Anna and Julia remember Martin's and Kasia's mother. These women remember their mother.
How else would you translate this sentence ?
In Polish if Anna and Julia remembered their own mother we would say "Te kobiety pamiętają swoją matkę"
no. In this sentence it is clear that it is plural
"te kobiety pamiętają"
te is (nominative = accusative plural form of "this", here in nominative, because it's the subject) ,
pamiętają is plural form of verb ( verb has to agree with a subject)
kobiety can be singular genitive or plural nominative or plural accusative. In this sentence it's the subject so it's plural nominative
You can see a chart here https://en.wiktionary.org/wiki/kobieta.
Polish nouns technically have 14 forms, but in reality some forms are the same for different cases.
It is often that feminine nouns have singular genitive=plural nominative.
Also all not masculine personal nouns have plural accusative=plural nominative=plural vocative)
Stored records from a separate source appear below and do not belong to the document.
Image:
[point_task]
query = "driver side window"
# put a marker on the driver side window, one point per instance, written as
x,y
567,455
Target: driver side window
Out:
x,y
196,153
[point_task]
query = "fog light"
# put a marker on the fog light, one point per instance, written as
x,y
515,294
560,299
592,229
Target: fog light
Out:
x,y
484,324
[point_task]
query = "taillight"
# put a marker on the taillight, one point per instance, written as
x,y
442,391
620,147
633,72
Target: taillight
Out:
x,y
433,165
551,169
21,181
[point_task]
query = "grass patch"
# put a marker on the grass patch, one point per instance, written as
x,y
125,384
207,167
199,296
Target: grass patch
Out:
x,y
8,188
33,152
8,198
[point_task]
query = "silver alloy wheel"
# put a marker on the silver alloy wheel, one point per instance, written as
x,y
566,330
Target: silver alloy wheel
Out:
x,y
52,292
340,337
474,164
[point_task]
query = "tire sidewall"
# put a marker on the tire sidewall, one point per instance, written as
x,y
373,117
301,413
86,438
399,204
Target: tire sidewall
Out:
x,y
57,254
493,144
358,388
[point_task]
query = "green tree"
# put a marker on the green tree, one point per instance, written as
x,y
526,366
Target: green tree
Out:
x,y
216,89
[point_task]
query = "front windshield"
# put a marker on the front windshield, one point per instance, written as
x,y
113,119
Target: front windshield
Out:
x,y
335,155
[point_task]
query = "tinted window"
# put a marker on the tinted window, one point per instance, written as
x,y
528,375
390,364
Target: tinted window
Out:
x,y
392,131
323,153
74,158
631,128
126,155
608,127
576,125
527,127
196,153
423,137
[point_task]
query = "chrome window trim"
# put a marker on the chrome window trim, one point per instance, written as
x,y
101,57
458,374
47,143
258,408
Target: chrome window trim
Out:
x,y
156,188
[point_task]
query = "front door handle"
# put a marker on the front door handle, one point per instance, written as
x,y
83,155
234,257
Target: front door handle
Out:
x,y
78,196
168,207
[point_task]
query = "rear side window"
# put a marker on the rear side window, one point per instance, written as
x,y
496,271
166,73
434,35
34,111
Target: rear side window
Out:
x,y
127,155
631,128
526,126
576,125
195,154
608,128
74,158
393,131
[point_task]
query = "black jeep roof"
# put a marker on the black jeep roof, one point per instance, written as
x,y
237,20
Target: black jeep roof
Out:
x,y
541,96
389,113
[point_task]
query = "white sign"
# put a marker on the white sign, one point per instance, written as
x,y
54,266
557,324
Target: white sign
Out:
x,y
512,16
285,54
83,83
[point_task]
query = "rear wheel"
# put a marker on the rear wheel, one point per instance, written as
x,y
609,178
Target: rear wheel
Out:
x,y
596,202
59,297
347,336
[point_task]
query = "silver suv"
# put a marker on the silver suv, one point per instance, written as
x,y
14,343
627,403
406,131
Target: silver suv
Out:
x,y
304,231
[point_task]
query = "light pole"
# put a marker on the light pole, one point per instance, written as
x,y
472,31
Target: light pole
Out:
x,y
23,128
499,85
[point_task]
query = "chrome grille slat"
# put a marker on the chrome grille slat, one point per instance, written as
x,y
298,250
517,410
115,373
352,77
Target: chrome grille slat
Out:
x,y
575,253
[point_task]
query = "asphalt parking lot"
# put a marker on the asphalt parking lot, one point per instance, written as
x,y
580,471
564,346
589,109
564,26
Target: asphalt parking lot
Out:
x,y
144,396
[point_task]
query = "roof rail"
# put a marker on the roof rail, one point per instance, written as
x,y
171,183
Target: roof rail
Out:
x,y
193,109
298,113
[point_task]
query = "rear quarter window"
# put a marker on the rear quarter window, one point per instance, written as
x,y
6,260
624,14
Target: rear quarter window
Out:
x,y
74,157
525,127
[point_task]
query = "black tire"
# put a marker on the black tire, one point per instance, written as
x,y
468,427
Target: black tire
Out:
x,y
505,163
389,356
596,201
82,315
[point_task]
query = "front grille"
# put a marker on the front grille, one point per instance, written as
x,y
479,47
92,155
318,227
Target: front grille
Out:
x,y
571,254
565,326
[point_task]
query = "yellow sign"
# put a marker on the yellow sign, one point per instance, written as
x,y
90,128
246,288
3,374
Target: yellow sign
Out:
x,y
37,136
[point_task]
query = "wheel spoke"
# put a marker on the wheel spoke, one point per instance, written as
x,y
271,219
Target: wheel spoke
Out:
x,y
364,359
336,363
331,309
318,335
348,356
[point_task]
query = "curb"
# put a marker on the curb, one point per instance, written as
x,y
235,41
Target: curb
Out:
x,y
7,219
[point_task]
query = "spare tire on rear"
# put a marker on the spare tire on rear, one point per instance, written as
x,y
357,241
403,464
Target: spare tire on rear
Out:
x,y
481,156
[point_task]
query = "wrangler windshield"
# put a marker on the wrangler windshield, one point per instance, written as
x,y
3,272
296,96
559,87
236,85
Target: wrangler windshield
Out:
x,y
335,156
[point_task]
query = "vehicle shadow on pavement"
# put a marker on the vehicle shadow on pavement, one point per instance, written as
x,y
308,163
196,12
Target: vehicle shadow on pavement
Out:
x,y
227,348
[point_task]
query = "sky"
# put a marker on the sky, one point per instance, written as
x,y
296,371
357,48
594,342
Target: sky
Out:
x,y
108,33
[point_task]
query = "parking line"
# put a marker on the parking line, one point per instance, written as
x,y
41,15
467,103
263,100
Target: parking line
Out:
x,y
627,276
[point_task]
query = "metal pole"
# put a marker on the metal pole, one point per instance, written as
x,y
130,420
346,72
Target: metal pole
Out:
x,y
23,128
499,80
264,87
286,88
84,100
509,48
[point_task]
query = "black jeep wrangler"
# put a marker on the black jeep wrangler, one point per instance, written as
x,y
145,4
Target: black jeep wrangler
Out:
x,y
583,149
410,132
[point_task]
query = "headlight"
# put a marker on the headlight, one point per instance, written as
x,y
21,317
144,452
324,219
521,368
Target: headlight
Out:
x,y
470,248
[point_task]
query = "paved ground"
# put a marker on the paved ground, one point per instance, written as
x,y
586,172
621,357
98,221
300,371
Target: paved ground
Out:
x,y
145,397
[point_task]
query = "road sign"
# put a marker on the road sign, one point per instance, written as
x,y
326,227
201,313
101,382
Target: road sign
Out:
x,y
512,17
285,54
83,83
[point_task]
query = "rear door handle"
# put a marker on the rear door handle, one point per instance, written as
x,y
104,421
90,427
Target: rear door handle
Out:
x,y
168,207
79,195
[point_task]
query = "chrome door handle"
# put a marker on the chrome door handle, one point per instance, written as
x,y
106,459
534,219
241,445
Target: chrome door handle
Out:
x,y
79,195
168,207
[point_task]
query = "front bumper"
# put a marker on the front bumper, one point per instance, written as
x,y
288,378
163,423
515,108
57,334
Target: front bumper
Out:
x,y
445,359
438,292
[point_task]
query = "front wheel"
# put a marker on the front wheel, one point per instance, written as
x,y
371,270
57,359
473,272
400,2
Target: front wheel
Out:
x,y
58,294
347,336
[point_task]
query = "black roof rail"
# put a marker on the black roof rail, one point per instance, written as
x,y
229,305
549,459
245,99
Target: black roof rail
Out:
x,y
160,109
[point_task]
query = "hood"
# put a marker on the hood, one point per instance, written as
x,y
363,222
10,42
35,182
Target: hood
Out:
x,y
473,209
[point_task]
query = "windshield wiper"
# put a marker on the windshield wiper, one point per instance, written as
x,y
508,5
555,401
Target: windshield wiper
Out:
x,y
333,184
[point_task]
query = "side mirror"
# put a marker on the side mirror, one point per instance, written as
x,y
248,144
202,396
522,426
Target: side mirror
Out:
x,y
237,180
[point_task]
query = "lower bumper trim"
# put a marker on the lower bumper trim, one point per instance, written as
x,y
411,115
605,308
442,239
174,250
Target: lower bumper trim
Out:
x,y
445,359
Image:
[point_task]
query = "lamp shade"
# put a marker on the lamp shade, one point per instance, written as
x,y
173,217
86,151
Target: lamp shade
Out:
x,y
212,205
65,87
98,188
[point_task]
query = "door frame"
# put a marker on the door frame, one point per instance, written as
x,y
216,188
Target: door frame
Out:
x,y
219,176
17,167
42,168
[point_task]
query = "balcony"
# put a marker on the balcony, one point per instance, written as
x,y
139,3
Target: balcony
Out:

You can tell form the form of adjectives and pronouns (plural te kobiety; singular genitive tej kobiety, and from function in the sentence, here it's subject it has to be nominative, if it's direct object you sometimes can tell knowing which case the verb requires.
There are some specific situations when it's ambiguous but it's rare. (and usually adding pronoun or adjective clarifies it)
Kind of. Polish third person possessive pronouns are derived from the genitive of subject pronouns. Since the genitive of both oni and one is ich, this pronoun can be used for both plural genders.
Some might disagree with my interpretation and say that ich should be regarded as a possessive pronoun which just happens to not inflect for gender and case.